Perte d’emplois au Royaume-Uni due à l’augmentation des charges patronales


Principaux renseignements

  • Les détaillants britanniques prévoient de réduire les heures de travail, les heures supplémentaires et les emplois afin de lutter contre la hausse des coûts de main-d’œuvre.
  • Les progrès technologiques remplacent les emplois dans le commerce de détail, ce qui entraîne des pertes d’emplois.
  • Le climat économique incertain et la concurrence féroce des détaillants en ligne menacent encore davantage les magasins physiques.

Les détaillants britanniques sont confrontés à des défis importants en raison de l’escalade des coûts de main-d’œuvre et des perspectives économiques moroses. Une récente enquête menée par le British Retail Consortium (BRC) révèle que de nombreux responsables financiers du secteur de la vente au détail prévoient de réduire les heures de travail, les heures supplémentaires et les emplois tant au siège social que dans les magasins. Cette tendance risque d’aggraver les difficultés rencontrées par les jeunes à la recherche d’un premier emploi dans des secteurs tels que la vente au détail et l’hôtellerie.

Causes

Le secteur de la vente au détail a déjà enregistré une perte importante de 74 000 emplois au cours de l’année dernière, en partie due à l’adoption de nouvelles technologies telles que les outils de marketing basés sur l’IA, les systèmes avancés de gestion des stocks et les caisses automatiques. Les détaillants ont de plus en plus recours à la technologie et à d’autres moyens pour améliorer leur productivité. Cela leur permet de compenser la hausse des coûts de main-d’œuvre. Ceux-ci auront augmenté de 5 milliards de livres sterling (environ 5,85 milliards d’euros) d’ici 2025 en raison de la hausse des cotisations patronales à l’assurance nationale et du salaire minimum.

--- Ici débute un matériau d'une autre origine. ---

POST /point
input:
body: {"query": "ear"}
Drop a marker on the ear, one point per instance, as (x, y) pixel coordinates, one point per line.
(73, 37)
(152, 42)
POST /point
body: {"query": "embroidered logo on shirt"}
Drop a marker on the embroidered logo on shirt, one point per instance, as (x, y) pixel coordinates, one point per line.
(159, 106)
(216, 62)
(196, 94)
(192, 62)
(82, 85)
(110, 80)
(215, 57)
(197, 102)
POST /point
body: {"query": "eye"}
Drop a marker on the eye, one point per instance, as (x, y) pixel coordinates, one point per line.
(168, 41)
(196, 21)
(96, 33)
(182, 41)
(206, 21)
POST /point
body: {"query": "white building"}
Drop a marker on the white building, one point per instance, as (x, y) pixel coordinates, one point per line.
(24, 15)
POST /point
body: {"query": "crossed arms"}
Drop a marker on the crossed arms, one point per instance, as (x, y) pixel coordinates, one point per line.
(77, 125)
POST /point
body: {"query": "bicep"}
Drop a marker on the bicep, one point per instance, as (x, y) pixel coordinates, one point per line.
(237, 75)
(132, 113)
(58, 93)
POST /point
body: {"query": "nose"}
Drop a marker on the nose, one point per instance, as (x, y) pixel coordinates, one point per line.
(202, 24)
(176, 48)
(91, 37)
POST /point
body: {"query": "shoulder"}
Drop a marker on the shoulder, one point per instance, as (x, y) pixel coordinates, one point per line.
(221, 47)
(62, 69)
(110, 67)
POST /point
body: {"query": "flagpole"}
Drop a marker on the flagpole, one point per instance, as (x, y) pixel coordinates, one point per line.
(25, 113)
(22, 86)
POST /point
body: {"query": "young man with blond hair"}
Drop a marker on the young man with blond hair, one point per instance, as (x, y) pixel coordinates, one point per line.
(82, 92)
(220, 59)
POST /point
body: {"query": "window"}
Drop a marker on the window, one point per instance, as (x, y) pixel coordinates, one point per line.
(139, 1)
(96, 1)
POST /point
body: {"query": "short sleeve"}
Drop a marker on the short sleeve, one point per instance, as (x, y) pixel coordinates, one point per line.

La concurrence s’intensifie encore avec l’émergence de détaillants en ligne à bas prix tels que Shein, Vinted et Temu. De plus, la demande modérée des consommateurs est alimentée par la hausse des factures d’énergie et d’alimentation et les inquiétudes liées à la sécurité de l’emploi dans un contexte géopolitique instable. Cela exerce une pression supplémentaire sur les magasins physiques.

Perspectives pessimistes

L’enquête du BRC dresse un tableau sombre du moral des détaillants, 69 pour cent des responsables financiers se déclarant pessimistes ou très pessimistes quant à l’avenir. Seuls 14 pour cent se disent optimistes, ce qui représente une légère amélioration par rapport à l’année précédente. Helen Dickinson, directrice générale du BRC, souligne la nécessité de créer des emplois de qualité et bien rémunérés. Mais elle reconnaît que de nombreux emplois ont été perdus dans le secteur au cours des cinq dernières années. Elle ajoute également que le chômage des jeunes a augmenté.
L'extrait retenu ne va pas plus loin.